Distributor 812 Credit/Debit Adjustment
Inbound 812 deducting for a short shipment and a price discrepancy against a prior 810 invoice, with reason codes and the original PO reference
Raw EDI (X12)
Human-Readable
Interchange
Where the 812 Sits in the Order Lifecycle
The 812 lands at the end of the cycle, against documents you have already sent:
- 850 Purchase Order - Buyer orders
- 855 Purchase Order Acknowledgment - Supplier confirms
- 856 Ship Notice / ASN - Supplier ships
- 810 Invoice - Supplier bills
- 812 Credit/Debit Adjustment - Buyer deducts or supplier credits against that invoice
Because the 812 references the 810 and 850, clean upstream documents make downstream deductions far easier to validate or dispute.
How to Reconcile 812s Without an ERP
Deduction management is usually framed as an ERP or accounting-system problem, which leaves smaller suppliers either paying for integration they do not want or eating chargebacks by hand. There is a lighter path.
OrderSync ingests inbound 812s (and arbitrary-format deduction notices like PDF debit memos and emailed remittance detail), matches each adjustment to the original 810 invoice and 850 purchase order, and flags discrepancies for review so nothing slips through. The output is valid X12 that drops into the EDI client or folder your trading partner already polls, with no ERP read or write required to start.
See EDI without ERP integration for the full approach, or try the free EDI inspector to upload one of your own 812s and see it parsed.
Frequently Asked Questions
What is the difference between EDI 812 and EDI 810?
The 810 is the invoice that bills for goods shipped. The 812 is the adjustment against that invoice: a deduction (debit) the buyer applies for a discrepancy, or a credit the supplier issues. The 812 references the 810 it adjusts.
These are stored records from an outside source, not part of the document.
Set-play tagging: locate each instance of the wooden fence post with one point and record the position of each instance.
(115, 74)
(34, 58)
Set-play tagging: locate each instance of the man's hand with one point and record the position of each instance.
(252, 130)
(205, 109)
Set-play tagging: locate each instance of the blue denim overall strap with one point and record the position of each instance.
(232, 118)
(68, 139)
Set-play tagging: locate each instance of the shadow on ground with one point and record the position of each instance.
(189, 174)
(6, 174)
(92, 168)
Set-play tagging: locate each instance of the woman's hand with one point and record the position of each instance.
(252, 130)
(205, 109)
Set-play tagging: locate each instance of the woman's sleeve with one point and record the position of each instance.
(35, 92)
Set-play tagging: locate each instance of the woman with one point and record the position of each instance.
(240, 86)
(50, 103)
Is an EDI 812 the same as a chargeback?
A chargeback is one common type of 812. The 812 carries any credit or debit adjustment, including shortages, damages, pricing errors, and compliance penalties. Retail and distribution chargebacks are typically delivered as 812 debit adjustments.
How do I dispute an invalid 812 deduction?
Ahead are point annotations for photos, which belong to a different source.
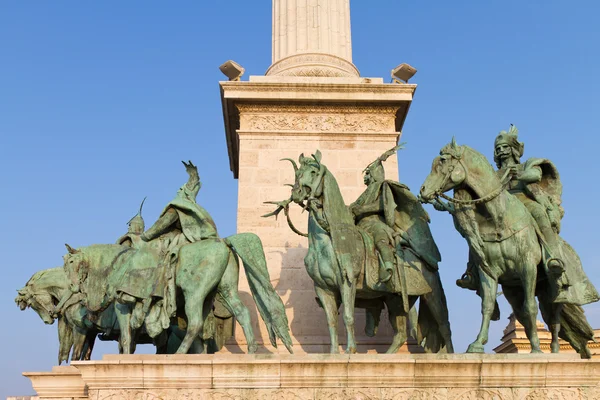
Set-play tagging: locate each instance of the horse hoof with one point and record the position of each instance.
(475, 348)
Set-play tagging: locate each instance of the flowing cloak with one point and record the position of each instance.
(140, 273)
(547, 192)
(402, 211)
(345, 237)
(196, 223)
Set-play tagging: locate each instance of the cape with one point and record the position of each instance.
(402, 211)
(547, 192)
(196, 222)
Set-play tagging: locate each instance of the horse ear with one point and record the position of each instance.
(317, 156)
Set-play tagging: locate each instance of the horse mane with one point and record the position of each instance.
(43, 277)
(465, 221)
(334, 206)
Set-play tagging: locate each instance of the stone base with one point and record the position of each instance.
(320, 376)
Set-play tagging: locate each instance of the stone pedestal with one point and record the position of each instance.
(399, 377)
(351, 121)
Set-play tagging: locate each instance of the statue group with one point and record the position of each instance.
(176, 284)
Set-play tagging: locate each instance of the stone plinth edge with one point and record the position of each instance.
(272, 94)
(317, 375)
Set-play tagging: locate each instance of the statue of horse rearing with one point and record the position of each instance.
(336, 259)
(506, 249)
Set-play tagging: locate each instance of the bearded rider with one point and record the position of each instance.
(369, 212)
(378, 210)
(536, 184)
(183, 221)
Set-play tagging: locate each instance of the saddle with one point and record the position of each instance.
(409, 267)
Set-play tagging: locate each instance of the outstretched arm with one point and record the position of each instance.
(192, 171)
(161, 226)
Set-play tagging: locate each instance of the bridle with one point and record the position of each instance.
(504, 182)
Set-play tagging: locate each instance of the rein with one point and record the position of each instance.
(504, 182)
(286, 211)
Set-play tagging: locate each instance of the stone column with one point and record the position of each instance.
(312, 38)
(312, 98)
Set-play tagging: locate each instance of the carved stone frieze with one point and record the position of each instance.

Match the adjustment to its reason code and the original 810 and 850, confirm whether the deduction is valid, and respond to the trading partner with documentation. Systematic matching is what makes disputes fast; OrderSync surfaces each adjustment with its source references attached.
Can a supplier process an 812 without an ERP?
Yes. An 812 can be parsed, matched to its source invoice and PO, and reviewed without writing into an ERP. OrderSync reads 812s and other formats, reconciles them, and outputs valid X12 to your existing EDI client.